To place those we serve, customer or client, at the center of our concerns is to regard them as an end rather than a means to an end. To regard another as an end is to acknowledge their dignity as a person, a unique and free moral agent. Therefore, we seek to operate with their interests in mind. We align our actions and design our goods or services to help them realize their aims. That is the value they pay for.

Some degree of empathic understanding is required to achieve and sustain this quality of alignment over time. We who provide goods and services will miss the mark at times, lose focus, and fall short of true customer/client centricity. And at that time, we have another opportunity to demonstrate commitment to centricity by acknowledging that we've lost alignment and getting back on track with them.

In fact, I would suggest that just as our readiness to restore good-faith relations is essential to building trust in a personal relationship, this “redemptive” act of transparency signals similar qualities of integrity and fidelity to the values in our commercial relationships. This implies that we take our relationship with the customer or client personally.
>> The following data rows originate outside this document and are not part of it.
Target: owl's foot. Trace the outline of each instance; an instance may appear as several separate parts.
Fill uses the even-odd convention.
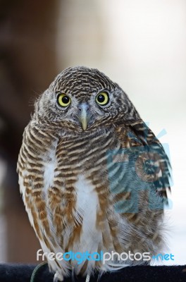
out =
[[[76,282],[77,281],[78,281],[77,275],[75,274],[75,270],[73,269],[73,271],[72,271],[72,282]]]
[[[33,272],[32,273],[31,278],[30,278],[30,282],[34,282],[35,280],[35,276],[38,274],[39,270],[41,270],[41,269],[48,264],[48,262],[43,262],[41,264],[38,264],[35,269]]]
[[[97,282],[99,282],[100,281],[101,277],[101,276],[102,276],[104,272],[104,271],[103,271],[102,270],[99,270],[99,274],[98,274],[98,276],[97,276]]]
[[[61,274],[60,274],[58,271],[56,271],[54,274],[53,282],[58,282],[63,281],[63,276]]]

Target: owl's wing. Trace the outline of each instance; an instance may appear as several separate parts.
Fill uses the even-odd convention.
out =
[[[163,203],[163,209],[170,190],[170,164],[163,146],[142,120],[116,125],[116,133],[124,158],[123,164],[122,158],[118,163],[124,171],[118,191],[148,190],[151,207],[155,208],[156,202],[158,207]]]

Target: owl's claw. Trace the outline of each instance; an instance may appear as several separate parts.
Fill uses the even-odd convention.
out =
[[[90,279],[90,275],[87,274],[85,279],[85,282],[89,282],[89,279]]]
[[[75,274],[75,270],[73,269],[73,271],[72,271],[72,282],[75,282],[77,280],[78,280],[77,275]]]
[[[59,282],[59,281],[63,281],[63,277],[61,276],[61,274],[59,274],[57,271],[55,273],[53,282]]]
[[[104,273],[104,271],[101,271],[101,270],[99,270],[99,274],[98,274],[98,276],[97,276],[97,282],[99,282],[99,281],[100,281],[100,279],[101,279],[101,276],[102,276],[103,273]]]

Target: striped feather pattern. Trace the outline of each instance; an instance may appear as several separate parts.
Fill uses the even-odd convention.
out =
[[[111,102],[101,108],[95,95],[103,90]],[[57,106],[58,92],[70,97],[69,108]],[[81,103],[90,108],[85,130],[75,119]],[[85,67],[65,70],[39,97],[18,161],[30,223],[44,252],[56,253],[159,252],[169,169],[162,146],[125,93]],[[142,181],[145,189],[135,193]],[[161,208],[151,209],[154,202]],[[89,275],[144,262],[48,262],[62,281],[71,269]]]

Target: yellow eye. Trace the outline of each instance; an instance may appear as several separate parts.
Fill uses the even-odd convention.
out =
[[[109,97],[106,92],[100,92],[97,95],[96,102],[101,106],[105,106],[109,102]]]
[[[58,94],[57,101],[58,105],[61,106],[67,106],[71,102],[70,98],[63,93],[60,93]]]

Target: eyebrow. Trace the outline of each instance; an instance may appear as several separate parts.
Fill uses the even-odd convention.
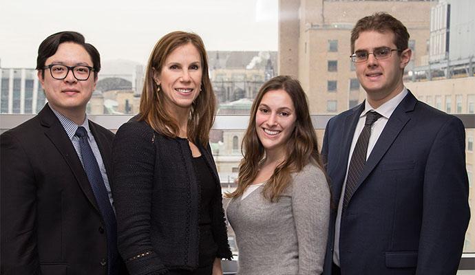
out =
[[[269,108],[269,107],[268,107],[267,104],[266,104],[265,103],[261,103],[261,104],[259,104],[258,107],[266,107],[266,108]],[[270,108],[269,108],[269,109],[270,109]],[[288,107],[279,107],[279,108],[277,108],[277,111],[287,110],[287,111],[288,111],[289,112],[292,112],[292,111],[293,111],[293,110],[292,110],[291,108]]]
[[[51,64],[63,65],[65,66],[67,66],[66,63],[65,62],[63,62],[63,61],[52,61],[50,63],[50,65]],[[76,63],[74,63],[74,65],[73,66],[90,66],[90,67],[92,67],[93,65],[89,65],[89,64],[87,64],[85,62],[78,62]]]
[[[374,47],[372,48],[372,50],[370,50],[374,52],[374,50],[381,49],[382,47],[387,47],[388,49],[391,49],[391,47],[390,47],[390,46],[379,46],[379,47]],[[369,52],[370,50],[355,50],[355,52]]]

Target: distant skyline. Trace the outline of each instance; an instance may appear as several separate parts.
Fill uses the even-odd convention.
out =
[[[277,51],[277,1],[8,1],[0,3],[0,25],[2,67],[34,67],[41,41],[63,30],[83,34],[103,61],[145,65],[156,41],[174,30],[197,33],[208,51]]]

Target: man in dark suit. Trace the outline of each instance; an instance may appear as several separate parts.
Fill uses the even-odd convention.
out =
[[[377,13],[352,30],[366,91],[322,148],[334,196],[325,274],[455,274],[469,219],[465,129],[403,84],[409,34]]]
[[[1,274],[123,272],[110,195],[114,134],[87,120],[99,53],[77,32],[40,45],[48,103],[0,136]]]

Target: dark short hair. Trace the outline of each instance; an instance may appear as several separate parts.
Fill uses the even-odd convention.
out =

We must treat them with care, as an end.  

Centricity as Structure and Strategy

Sustaining these norms of attitude and action over time will require that we design our organizational structure with this as a strategic intent. Marketing will continuously observe, study, and anticipate the direction in which their customers’ and clients’ markets are going. Product development and operations will continuously find ways to add value, reduce waste, and be a timely partner.

Strategic centricity can never be all things to all people. We must stake out a direction that we as a firm can deliver on. That means saying “no” to some opportunities in order to “yes” and keep our promises with those we are best designed to address exceptionally well. Adaptive change over time is made possible by sustaining an active, attuned quality of communication and performance measurement.

There is very little in the structure and strategy of the firm that cannot and should not be made clear to the customer or client. Both parties understand that risk-taking is inherent to a market economy. And in a customer/client centric business relationship these risks are discussed openly and honestly. Nothing is without cost. Informed consent is an essential element of any agreement.

Centricity as Duty to Serve

Ultimately, if we treat our customers and clients as an end, and if we place their interests at the center of our planning, decision-making, and actions, centricity becomes an ethic. It’s an ethic that calls upon us to consider what we owe to those we serve, but also what we owe to one another. We must form just and honorable alliances within our firm and between us as a firm and our clients and customers.

If we cannot treat one another as persons, as ends and not merely means, how will we be able to uphold this ethic in our marketplace dealings. Again, we will fall short from time to time. The stresses and stain of our fast-moving, 24/7 economy can leave us feeling ragged at times. So, we must cultivate the capacity to notice this fatigue factor and intervene accordingly, to acknowledge, apologize, and make it right.

What I have suggested here clearly goes beyond marketing hyperbole. Few could argue with the idea of centricity. It makes sense, and it works well when realized in action. One way to ensure that we sustain our duty to serve is to make sure we align our interest with those whose interests we serve. We must pursue our work in a way that pays off for us while also being highly valuable for those we serve. That's an ethical and commercial win-win!